I think Nietzsche was referring to my mom! layful:nthego:


----------



## fuzzybuddy (Mar 3, 2019)

Oh, yeah. You had a form to fill out each month. It had a bunch of real dog records, from which you could select one. If you didn't send ithe form in, they would send you the "Selection of the Month" I never remembered to send in that form in, and getting "The Best Of The Beatles as sung by Lester Glump's Rag Time Band",  I think I only have to buy 3,247 more records to end my contract.


----------



## MarkinPhx (Mar 3, 2019)

fuzzybuddy said:


> Oh, yeah. You had a form to fill out each month. It had a bunch of real dog records, from which you could select one. If you didn't send ithe form in, they would send you the "Selection of the Month" I never remembered to send in that form in, and getting "The Best Of The Beatles as sung by Lester Glump's Rag Time Band",  I think I only have to buy 3,247 more records to end my contract.



:lol:


----------



## Trade (Mar 3, 2019)

I got taken in by those scammers when I was about 13. Ended up getting billed for some overpriced crap records that they sent me and I didn't return in time. They sent me several threatening letters when I didn't pay up. Then one of my friends clued me in to the fact that since I was a minor the so called contract I had with them was not valid. So I sent them a letter informing them of that fact. I think they sent me one more threatening letter and then quit. Haven't heard from them since.


----------



## CeeCee (Mar 3, 2019)

Yes and I had totally forgotten about it until now...it was such a great deal in the beginning, lol.


----------



## Trade (Mar 3, 2019)

CeeCee said:


> Yes and I had totally forgotten about it until now...it was such a great deal in the beginning, lol.

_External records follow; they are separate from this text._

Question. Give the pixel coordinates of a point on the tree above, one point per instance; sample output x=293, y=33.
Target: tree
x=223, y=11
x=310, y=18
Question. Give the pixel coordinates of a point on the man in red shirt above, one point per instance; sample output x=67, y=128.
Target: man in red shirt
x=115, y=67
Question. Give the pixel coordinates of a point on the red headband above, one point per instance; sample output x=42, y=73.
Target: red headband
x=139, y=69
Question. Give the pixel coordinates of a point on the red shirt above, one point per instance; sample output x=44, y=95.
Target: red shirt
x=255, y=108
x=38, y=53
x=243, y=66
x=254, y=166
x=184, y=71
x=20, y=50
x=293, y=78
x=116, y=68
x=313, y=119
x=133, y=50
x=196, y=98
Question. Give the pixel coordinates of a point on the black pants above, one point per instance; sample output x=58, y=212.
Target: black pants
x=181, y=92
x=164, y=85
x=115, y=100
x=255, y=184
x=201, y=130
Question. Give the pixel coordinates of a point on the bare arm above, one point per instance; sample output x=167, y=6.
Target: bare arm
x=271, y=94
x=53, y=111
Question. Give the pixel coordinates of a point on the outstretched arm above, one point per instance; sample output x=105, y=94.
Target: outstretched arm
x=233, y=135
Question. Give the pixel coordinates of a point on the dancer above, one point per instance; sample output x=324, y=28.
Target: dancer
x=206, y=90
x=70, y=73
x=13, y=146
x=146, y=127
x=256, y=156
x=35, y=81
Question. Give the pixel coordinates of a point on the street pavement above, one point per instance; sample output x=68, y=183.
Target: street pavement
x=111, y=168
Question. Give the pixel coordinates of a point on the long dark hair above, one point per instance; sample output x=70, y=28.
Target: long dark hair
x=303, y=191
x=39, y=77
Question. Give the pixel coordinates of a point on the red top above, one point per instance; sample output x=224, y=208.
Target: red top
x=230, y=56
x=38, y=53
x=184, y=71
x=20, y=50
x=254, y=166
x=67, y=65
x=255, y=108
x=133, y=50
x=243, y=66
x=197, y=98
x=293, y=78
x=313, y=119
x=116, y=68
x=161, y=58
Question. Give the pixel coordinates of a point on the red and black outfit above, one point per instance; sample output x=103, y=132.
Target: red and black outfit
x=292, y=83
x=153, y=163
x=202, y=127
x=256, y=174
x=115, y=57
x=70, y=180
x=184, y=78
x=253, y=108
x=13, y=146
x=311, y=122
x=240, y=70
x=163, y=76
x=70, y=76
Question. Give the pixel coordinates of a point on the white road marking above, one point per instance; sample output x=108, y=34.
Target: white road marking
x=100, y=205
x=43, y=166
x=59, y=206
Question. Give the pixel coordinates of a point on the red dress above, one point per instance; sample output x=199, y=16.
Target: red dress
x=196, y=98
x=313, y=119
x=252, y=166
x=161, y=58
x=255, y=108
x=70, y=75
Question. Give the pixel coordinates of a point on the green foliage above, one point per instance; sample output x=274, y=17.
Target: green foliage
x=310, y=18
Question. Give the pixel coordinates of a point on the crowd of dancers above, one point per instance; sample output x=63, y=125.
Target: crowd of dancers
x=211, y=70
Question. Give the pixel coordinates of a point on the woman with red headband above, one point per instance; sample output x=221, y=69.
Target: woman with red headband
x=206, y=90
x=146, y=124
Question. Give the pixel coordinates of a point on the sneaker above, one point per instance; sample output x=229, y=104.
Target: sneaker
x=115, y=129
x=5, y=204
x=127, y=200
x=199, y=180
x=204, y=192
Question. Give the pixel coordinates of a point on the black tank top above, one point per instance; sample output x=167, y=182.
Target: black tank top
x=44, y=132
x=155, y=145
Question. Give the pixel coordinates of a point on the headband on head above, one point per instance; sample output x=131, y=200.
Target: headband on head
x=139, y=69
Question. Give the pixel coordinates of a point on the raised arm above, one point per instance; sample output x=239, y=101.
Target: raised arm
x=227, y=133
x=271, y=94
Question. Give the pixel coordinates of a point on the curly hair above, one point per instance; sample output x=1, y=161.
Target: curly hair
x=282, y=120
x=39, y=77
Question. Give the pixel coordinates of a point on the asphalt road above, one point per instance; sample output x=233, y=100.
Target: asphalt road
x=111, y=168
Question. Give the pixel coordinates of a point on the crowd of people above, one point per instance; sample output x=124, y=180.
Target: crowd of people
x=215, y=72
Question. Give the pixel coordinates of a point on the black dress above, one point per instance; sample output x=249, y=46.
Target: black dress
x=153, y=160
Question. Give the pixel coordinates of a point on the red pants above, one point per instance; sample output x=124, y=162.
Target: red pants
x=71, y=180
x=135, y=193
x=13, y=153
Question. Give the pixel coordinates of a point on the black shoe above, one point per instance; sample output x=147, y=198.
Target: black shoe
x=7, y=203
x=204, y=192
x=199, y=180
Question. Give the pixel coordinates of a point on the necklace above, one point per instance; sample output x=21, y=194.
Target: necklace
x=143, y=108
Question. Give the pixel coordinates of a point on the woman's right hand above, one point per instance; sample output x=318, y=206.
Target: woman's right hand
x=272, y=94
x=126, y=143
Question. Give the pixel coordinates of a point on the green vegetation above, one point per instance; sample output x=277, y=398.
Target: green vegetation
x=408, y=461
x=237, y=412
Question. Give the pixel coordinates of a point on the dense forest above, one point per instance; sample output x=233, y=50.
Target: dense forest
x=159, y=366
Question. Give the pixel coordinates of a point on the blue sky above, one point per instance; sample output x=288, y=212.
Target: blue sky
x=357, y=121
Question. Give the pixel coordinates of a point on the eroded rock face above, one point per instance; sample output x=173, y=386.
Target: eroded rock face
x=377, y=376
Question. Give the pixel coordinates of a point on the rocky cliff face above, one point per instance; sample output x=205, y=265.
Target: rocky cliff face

Yeah. They would send you a list of about 100 records and you could pick out something like 12 of them for the price of one cent. And there were actually 12 records on there that you actually might want. So you went for it. Then next month they would send you a flyer with 100 records on it and you were supposed to buy one. Only trouble was they were all crap except for the ones you had already bought. And if you didn't buy one at their price that was about double retail plus shipping and handling they would send you one of the crap ones anyway and give you 10 days to either buy it at their ridiculous price or send it back which involved taking it to the post office and paying to send it back to them. If you didn't do that they billed you for it anyway. I might have gotten some of the details wrong, it was almost 60 years ago, but that was the gist of how the scam worked.


----------



## Sassycakes (Mar 3, 2019)

I was lucky growing up because a friend of my Dad's loaded juke boxes. So he always saved me and my sister all of the new records that he had to load the juke boxes with. He always had spares so it was never a problem. I can't tell you how many hundreds of records we accumulated.


----------



## norman (Mar 3, 2019)

Yep, what a mess...book club, yep....classical music, yep...columbia record club, yep.  I am thinking about starting a recipe club for people who can't boil water.  sign up here...:lofl:


----------



## CindyLouWho (Mar 3, 2019)

That's a fun memory I'd forgotten about. Bought quite a few albums from them...I want to go back to that age and time and give them a spin again.


----------



## applecruncher (Mar 3, 2019)

Didn't belong to Columbia, but I remember sending a $2.00 money order for "24 Original Happening Hits".  :laugh:  (saw a TV commercial)


----------



## jujube (Mar 3, 2019)

Trade said:


> Yeah. They would send you a list of about 100 records and you could pick out something like 12 of them for the price of one cent. And there were actually 12 records on there that you actually might want. So you went for it. Then next month they would send you a flyer with 100 records on it and you were supposed to buy one. Only trouble was they were all crap except for the ones you had already bought. And if you didn't buy one at their price that was about double retail plus shipping and handling they would send you one of the crap ones anyway and give you 10 days to either buy it at their ridiculous price or send it back which involved* taking it to the post office and paying to send it back to them.* If you didn't do that they billed you for it anyway. I might have gotten some of the details wrong, it was almost 60 years ago, but that was the gist of how the scam worked.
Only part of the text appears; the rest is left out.